Customer centricity has I believe entered the pantheon of buzzwords these days. It seems it’s been on everyone’s lips for a while now.

TUI: classic case of a company saying they are “customer centric”

Yet, surprisingly, some companies are only now coming onto the idea. For most, similarly with digital transformation programmes, progress is invariably slow, if not tortuous. Marketers, with their thin veneer of authenticity, have been pushing through, trying to find tools and shortcuts to “connect” with customers. I laughed the other day when I heard a sponsored ad on a podcast talk about using a fancy marketing automation tool to make “meaningful customer relationships” with customers. It’s as if the tool will do the hard work…

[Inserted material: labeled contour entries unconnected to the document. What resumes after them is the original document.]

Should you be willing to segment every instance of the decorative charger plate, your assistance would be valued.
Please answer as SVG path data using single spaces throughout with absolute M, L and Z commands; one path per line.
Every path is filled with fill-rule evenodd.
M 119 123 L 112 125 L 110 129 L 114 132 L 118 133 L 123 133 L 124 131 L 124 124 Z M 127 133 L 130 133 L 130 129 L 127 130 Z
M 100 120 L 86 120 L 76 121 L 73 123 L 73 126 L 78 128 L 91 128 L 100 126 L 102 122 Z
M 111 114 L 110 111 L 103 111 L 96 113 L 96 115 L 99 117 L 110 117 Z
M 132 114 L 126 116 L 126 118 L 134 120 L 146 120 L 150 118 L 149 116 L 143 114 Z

Making customer centricity happen?

I hear two types of typical refrains these days on both ends of the spectrum about the mad rush to being customer centric:

  • it’s really hard for us brands: we need to constantly create meaningful relationships with our customers to make our brand more trustworthy.

or the other hand, there are the cynics saying:

  • don’t be silly: people — especially the shareholders — don’t want to be friends with your company. They just want the product to perform as promised.

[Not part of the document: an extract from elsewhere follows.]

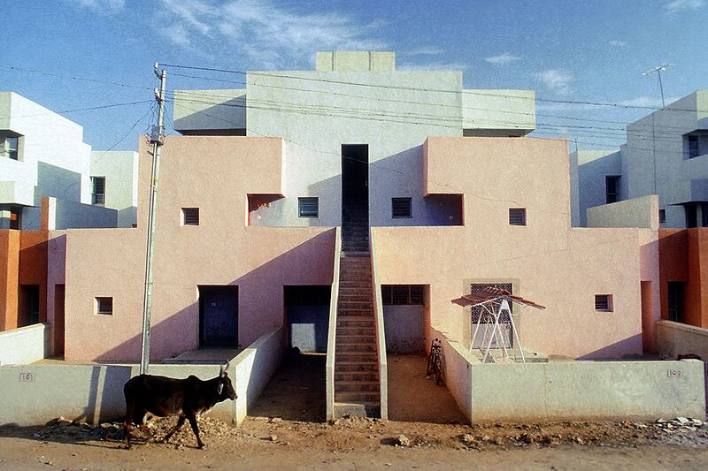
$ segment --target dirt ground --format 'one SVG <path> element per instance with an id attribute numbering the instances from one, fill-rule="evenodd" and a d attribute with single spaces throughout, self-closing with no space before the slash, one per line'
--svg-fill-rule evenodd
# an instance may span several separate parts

Reality is that “it depends” and there’s a time and place for both according to your business and the stakeholders involved. Surely, customers don’t want every brand to become their BFF. But, customers are also evermore wary about marketing messages and manners.

Here are two things that brand marketers would do well to consider in building their ongoing plans:

  1. You are your network. When it comes to building your own personal network, it needs to be done in a way that encourages trust, where the value exchange is significant and mutual. It’s not the same as when you are wishing to build up a massive FMCG brand. However, creating a trustworthy relationship is entirely relevant when considering your inner circle, the key partners and/or important influencers. The more consistent and congruent your relationships, the strong you will become. 
  2. Flex your empathic muscle. When it comes to approaching and/or engaging with a (potential) customer, take the time to listen to them, to think about their context. Why, when and how are they going to want to hear from you? It’s not that every potential customer wants or needs to be “friends” with you. It’s just that you need to foster more trust and make a bona fide effort in creating a value exchange that is mutually beneficial.    

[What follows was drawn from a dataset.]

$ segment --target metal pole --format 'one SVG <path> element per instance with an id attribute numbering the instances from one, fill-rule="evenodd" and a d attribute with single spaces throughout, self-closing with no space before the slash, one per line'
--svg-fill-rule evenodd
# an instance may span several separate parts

Ultimately, in a market where you have many priorities and masses of people with whom to interact — and where resources are limited — you can’t and mustn’t seek to make all people feel like they’re your best friend all the time. Strategy and selectivity demand a more nuanced approach. Aphorisms can be good for starting the conversation.

“Always give people more than they expect to get”. – Nelson Boswell

“Joy comes from surprise and connection and humanity and transparency and new…” – Seth Godin

“Make the customer the hero of your story.” – Ann Handley

At the end of the day, it’s about execution. My personal and favourite aphorism on customer centricity is: Treat your customers as you would like to be treated.

Aphorisms can be useful, however, they will lead you astray if followed blindly. Being customer centric equals thinking and acting in the shoes of the customer, not in stead of him/her.